= I'm not a scientist =

Political phrase

"I'm not a scientist" is a phrase that has been used by some American politicians, primarily those of the Republican Party and Libertarian Party, when asked about a scientific subject, such as global warming, or the age of the Earth. This phrase's use goes back at least to Ronald Reagan, during his presidential term in 1980. Other politicians who have used the phrase include: John Boehner, Rick Scott, Marco Rubio, Bobby Jindal, and Mitch McConnell. It has been criticized by Coral Davenport's writing for The New York Times, and by Steven Benen of the Rachel Maddow Show. It has also been satirized by Stephen Colbert of The Colbert Report.
==Criticism of Reagan's phrase by Barack Obama==

President Barack Obama singled the phrase out in his 2015 State of the Union Address, saying:

I’ve heard some folks try to dodge the evidence [of global climate change] by saying they’re not scientists; that we don’t have enough information to act. Well, I’m not a scientist, either. But you know what, I know a lot of really good scientists at NASA, and at NOAA, and at our major universities. And the best scientists in the world are all telling us that our activities are changing the climate, and if we don’t act forcefully, we’ll continue to see rising oceans, longer, hotter heat waves, dangerous droughts and floods, and massive disruptions that can trigger greater migration and conflict and hunger around the globe.

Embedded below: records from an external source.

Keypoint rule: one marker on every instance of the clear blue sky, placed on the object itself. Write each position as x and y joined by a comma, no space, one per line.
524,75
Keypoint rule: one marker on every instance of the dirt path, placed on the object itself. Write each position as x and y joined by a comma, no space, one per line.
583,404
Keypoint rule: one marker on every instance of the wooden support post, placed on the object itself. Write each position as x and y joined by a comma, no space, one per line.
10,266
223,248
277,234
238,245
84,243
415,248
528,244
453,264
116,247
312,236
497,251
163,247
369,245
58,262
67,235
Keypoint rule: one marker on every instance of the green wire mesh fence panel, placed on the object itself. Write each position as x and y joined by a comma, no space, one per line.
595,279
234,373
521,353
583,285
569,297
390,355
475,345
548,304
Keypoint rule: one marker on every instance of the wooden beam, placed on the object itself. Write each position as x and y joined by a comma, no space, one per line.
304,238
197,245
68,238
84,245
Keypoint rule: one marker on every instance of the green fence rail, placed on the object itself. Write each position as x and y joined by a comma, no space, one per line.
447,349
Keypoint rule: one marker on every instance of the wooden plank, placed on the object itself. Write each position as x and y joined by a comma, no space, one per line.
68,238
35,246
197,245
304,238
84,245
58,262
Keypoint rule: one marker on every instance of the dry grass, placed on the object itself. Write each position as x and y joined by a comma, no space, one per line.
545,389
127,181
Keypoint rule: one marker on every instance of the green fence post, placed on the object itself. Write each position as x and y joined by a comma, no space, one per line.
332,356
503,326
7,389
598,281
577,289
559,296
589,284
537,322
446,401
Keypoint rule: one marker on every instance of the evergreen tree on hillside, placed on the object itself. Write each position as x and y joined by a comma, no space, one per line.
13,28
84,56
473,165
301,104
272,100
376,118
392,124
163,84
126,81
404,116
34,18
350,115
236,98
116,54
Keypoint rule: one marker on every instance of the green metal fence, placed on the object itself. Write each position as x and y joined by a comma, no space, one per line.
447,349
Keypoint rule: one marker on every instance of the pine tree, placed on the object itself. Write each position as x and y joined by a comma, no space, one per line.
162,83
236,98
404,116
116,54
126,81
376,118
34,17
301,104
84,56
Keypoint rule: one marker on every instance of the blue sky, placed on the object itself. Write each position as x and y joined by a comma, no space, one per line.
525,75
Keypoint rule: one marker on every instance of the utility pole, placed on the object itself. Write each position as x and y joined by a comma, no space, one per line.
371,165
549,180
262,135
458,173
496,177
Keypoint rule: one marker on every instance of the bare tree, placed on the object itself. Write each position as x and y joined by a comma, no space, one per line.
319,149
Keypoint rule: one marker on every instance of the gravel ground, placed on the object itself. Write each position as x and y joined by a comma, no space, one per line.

==Association with poor results for Republican candidates==

Ford O'Connell, a Republican strategist and conservative activist, has argued that the phrase "won't be a winner in the presidential field" for Republican candidates.
==Association with poor coverage of science by the American media==

Commenting on the phenomenon, journalist Dan Rather deplored the antiscience attitude it evinces, but stated that the antiscience attitude was evident not just among Republicans, but throughout American society. He blamed the media for their poor coverage of science, and for presenting a false equivalency between scientific consensus and climate change denial.
==Denialism==
According to Dave Levitan, science journalist and author of Not a Scientist, that line is just one of many rhetorical tactics used to undermine scientific findings that conflict with a political agenda. This phrase is a form of Science Denialism, such as oversimplification or cherry-picking data. By feigning a lack of expertise, politicians can sidestep accountability and avoid taking action on politically inconvenient truths.